Até porque o Finalmente Morreu Fulano Tal pode tornar-se o título mais frequentemente usado e recorrente na garantia de chamar a atenção geral, coisinha menos que original para quem tem assistido paulatinamente às aventuras dos Simpsons amarelos, cuja icterícia mental se propaga tão eficientemente como a malária, deng e leishmaniose nos pântanos globais, podendo este título passar a slogan político e indicativo dos principais blocos noticiosos (telejornais, jornais e noticiários), prima donna dos grupos de merceeiros e multimédia continentais, com garantida exportação para África, Américas e Ásia nos planos éco-colonialistas das TIC de sexta geração elaborados por copy past em retiros ultramodernos como freeports do ocultismo regular inglês e offshores em Madeiras paradisíacas de forte crescimento e proliferação infiscal, a fim de melhor captar a atenção das famílias ensimesmadas e distraídas com os acepipes enlatados ou acabamentos fumegantes dos aromáticos pré-cozinhados, ainda com rótulo de promoção da caridosa e beneplácita cadeia de hipermercados, tão oportuna e conveniente como a fome de cada um, dizia, título ou indicativo, capaz e suficiente de nos captar a atenção nas horas das refeições, esses momentos familiares excelsamente propícios às bombas políticas, boatos difamatórios e contundentes, anúncios de crise, prisão preventiva, comunicados de imprensa, discursos à nação e breefings de última hora, porquanto essas novidades o já não sejam nem suspendam ninguém dos quadradinhos mágicos, que era o modo mais eficaz de comer e calar que a democracia vigente inventou para nos fazer o ninho detrás da orelha, alcançar o céu (da boca) ou mergulhar na esperança dum sarapatel bem condimentado, alvitrando quanto a vida pode mudar, e que por mais infelizes que sejamos não nos podemos queixar, pois neste mundo ainda há muita coisa para além dos comezinhos vociferados das promulgações polémicas, das mensagens ecuménicas de profanidade relativa, dos conselhos patriarcais para a evitação de sarilhos, coisa que aliás os seus progenitores não ouviram, pois, se o tivessem feito eram, agora, de Dos Rostos ao Landal, duas parcelas do território nacional orgulhosas dos seus filhos. Assim, embora o possam ser por alguns deles, o que é certo é que nunca o poderão ser acerca de todos, visto haver um sobre quem recaia a maior vergonha que há no mundo: a de brincar com as fezes dos demais.

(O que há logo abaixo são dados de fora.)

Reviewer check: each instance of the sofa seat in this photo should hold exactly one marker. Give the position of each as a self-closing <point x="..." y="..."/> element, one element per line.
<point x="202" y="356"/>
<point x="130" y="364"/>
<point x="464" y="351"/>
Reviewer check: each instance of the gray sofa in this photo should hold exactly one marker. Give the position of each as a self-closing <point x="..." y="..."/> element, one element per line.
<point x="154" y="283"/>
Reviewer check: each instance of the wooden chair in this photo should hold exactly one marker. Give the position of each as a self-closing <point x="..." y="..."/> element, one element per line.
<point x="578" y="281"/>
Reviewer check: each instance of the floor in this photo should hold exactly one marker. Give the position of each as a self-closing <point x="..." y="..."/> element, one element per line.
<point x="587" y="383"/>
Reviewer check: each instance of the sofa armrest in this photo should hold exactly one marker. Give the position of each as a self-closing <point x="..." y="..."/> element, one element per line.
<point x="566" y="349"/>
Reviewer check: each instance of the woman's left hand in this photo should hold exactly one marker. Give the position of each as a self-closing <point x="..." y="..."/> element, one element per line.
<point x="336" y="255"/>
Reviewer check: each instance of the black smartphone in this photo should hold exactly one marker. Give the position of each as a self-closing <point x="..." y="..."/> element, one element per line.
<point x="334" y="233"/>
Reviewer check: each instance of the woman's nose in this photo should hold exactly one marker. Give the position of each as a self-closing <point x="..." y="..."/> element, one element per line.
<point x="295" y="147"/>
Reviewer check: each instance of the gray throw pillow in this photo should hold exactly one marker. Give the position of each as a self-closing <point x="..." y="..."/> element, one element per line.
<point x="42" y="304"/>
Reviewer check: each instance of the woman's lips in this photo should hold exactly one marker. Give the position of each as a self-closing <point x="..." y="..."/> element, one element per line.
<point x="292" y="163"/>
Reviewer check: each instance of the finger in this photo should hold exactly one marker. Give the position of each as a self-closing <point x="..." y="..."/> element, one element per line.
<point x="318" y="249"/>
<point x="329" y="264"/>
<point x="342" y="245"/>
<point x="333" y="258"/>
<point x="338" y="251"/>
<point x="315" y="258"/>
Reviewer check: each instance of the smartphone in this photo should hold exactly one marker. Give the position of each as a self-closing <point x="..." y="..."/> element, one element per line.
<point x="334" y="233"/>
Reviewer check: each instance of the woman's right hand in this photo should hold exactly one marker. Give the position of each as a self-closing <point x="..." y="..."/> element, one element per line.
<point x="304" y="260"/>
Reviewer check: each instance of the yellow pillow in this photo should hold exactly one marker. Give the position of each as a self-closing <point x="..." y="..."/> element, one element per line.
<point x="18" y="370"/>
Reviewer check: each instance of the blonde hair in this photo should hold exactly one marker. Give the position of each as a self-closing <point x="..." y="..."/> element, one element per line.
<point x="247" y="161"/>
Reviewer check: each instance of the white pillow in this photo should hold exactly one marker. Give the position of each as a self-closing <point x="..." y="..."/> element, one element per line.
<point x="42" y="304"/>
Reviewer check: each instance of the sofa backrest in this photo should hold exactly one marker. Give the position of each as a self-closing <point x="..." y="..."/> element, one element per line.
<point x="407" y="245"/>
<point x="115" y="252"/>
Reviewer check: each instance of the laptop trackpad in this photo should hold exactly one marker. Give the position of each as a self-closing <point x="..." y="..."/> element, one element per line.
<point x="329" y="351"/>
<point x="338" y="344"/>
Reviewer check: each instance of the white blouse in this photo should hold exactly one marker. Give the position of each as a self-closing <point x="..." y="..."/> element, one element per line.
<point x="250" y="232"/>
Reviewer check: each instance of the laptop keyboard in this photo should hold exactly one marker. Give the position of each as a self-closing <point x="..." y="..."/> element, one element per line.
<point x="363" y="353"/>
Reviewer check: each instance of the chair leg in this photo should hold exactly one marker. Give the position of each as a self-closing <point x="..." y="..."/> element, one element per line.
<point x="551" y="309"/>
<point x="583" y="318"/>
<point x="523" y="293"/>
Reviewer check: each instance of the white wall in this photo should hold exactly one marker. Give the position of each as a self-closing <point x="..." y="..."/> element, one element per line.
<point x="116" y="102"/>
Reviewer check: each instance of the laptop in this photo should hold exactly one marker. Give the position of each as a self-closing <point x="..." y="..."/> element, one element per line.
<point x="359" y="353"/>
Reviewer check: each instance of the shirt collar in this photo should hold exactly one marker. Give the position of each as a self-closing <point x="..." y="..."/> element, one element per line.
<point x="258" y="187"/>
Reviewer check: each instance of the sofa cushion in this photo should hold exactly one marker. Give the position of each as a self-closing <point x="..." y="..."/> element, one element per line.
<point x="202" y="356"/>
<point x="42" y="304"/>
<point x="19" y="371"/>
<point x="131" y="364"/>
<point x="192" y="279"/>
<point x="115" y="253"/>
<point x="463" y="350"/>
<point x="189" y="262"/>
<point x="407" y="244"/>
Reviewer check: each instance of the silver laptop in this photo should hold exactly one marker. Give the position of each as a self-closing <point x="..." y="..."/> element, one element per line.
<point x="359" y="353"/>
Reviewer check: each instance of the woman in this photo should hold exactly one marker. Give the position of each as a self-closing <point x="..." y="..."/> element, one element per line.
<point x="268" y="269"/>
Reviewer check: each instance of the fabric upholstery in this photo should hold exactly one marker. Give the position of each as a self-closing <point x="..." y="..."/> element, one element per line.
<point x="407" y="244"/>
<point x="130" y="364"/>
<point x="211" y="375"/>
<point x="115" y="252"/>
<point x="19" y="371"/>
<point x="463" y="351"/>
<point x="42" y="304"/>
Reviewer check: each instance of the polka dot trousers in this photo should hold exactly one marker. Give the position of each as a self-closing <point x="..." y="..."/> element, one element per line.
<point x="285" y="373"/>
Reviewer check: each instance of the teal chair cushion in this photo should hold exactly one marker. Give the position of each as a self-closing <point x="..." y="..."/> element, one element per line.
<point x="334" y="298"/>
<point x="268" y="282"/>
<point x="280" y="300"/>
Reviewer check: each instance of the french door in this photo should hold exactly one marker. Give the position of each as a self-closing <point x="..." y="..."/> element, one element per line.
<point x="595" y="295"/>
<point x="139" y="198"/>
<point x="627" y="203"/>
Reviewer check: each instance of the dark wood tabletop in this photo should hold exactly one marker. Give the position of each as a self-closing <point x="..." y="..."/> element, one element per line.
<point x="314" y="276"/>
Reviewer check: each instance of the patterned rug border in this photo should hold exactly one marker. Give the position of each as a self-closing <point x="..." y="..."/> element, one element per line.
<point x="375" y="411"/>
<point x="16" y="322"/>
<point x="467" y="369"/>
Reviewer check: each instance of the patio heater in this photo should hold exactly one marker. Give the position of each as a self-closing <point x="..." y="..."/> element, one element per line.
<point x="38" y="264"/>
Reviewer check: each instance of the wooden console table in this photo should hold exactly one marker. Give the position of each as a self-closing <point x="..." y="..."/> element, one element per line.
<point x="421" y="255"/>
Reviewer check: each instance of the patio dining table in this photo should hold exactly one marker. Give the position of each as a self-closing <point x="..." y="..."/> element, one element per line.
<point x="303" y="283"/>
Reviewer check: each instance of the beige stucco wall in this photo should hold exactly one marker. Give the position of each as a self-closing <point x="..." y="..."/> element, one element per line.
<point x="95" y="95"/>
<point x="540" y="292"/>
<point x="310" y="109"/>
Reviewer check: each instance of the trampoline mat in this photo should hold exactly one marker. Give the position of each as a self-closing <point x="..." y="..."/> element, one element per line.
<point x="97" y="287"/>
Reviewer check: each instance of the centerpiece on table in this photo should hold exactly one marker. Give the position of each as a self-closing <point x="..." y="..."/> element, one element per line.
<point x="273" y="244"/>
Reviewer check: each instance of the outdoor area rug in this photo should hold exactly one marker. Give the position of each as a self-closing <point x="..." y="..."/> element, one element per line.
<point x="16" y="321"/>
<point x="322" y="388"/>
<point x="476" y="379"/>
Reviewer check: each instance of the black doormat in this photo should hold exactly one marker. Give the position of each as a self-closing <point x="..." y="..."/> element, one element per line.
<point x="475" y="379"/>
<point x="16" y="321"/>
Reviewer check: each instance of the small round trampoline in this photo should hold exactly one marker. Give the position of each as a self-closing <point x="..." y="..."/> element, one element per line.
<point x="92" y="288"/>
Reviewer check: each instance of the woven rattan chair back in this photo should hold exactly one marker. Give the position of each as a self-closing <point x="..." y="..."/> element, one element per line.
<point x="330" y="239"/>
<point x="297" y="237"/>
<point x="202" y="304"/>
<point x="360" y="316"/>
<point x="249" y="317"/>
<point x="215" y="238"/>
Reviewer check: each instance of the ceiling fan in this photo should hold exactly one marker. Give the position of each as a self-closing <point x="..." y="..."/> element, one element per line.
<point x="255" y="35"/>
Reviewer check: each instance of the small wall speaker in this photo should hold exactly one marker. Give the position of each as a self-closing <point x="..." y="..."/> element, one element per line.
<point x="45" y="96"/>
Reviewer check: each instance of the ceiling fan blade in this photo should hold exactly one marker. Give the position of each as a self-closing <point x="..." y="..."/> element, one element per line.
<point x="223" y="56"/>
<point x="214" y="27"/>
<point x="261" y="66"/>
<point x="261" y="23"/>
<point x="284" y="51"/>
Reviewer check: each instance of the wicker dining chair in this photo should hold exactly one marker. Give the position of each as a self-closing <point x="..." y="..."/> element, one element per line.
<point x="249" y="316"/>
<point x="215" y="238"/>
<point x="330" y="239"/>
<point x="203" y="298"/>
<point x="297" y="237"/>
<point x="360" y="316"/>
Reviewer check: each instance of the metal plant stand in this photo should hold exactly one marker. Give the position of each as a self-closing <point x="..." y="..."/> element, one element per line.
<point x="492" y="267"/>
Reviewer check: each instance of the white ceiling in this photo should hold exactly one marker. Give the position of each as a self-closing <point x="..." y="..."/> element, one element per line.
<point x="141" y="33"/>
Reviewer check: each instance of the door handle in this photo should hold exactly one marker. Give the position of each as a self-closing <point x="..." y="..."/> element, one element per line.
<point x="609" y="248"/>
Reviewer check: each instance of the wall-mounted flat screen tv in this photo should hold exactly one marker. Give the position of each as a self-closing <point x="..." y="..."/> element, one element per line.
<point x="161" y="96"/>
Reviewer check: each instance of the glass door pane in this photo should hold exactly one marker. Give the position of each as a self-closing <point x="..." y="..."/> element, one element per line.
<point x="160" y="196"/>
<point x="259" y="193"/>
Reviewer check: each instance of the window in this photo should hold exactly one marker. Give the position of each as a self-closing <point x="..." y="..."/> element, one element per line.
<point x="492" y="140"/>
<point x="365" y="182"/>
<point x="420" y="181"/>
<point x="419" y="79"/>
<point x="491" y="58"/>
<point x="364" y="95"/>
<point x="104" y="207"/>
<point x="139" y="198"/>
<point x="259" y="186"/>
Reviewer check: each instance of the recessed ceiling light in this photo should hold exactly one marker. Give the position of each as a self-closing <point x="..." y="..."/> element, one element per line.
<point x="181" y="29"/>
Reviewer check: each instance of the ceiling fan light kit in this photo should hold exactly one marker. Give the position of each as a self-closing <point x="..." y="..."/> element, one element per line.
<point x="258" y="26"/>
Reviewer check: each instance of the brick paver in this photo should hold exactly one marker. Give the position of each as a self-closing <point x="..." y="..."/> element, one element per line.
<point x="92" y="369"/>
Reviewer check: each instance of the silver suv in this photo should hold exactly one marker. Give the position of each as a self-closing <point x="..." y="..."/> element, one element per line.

Isto é, a expressão popular de nem o pai morre, nem a gente almoça ganhará novo e superiormente expressivo sentido, maior pujança semântica, obrigando-nos a reconhecer definitivamente quanto um povo pode deveras ser sábio, sobretudo nas sentenças, ditados e provérbios que cria, precisamente por os tornar evidentes e indesmentíveis, não obstante em alguns a acutilância e excelência divinatória nos escape esporadicamente, mas lá vem aquele dia inegável em que não falham, batem de frente na nuca do nosso entendimento, se fazem luz vista claramente vista, e como um simples, convicto e convincente "vai chover" que não é prà'gora, e eis senão quando numa bela manhã em que nada o fazia prever, ao abrirmos a janela, levamos com a poalha nevoenta nas ventas, que nos arrepia que nem constatação sobrenatural, nos eriça os desagrados, embacia os tutanos, deveras ressequidos por não lhe acertarmos o passo e fulgor com o clima, alterado que está, obrigando-nos, finalmente, a enfiar as galochas se queremos ir à garagem pensar as rolas ou ir ao lugar da esquina comprar agriões para acompanhar a farinheira assada que destináramos como refeição principal do dia.
Caso para afirmar que o ditado curdo kem bijî, kel bijî (vive pouco mas vive quente, ou melhor dito, intensamente) virou treta de aliviar terrorismos breves, coisa de convencer quem ainda conta poucos anos, ainda acredita em sonhos e intenções benfazejas,empresta à realidade os semáforos de uma navegação sempre pronta a confundir fantasias com objectivos.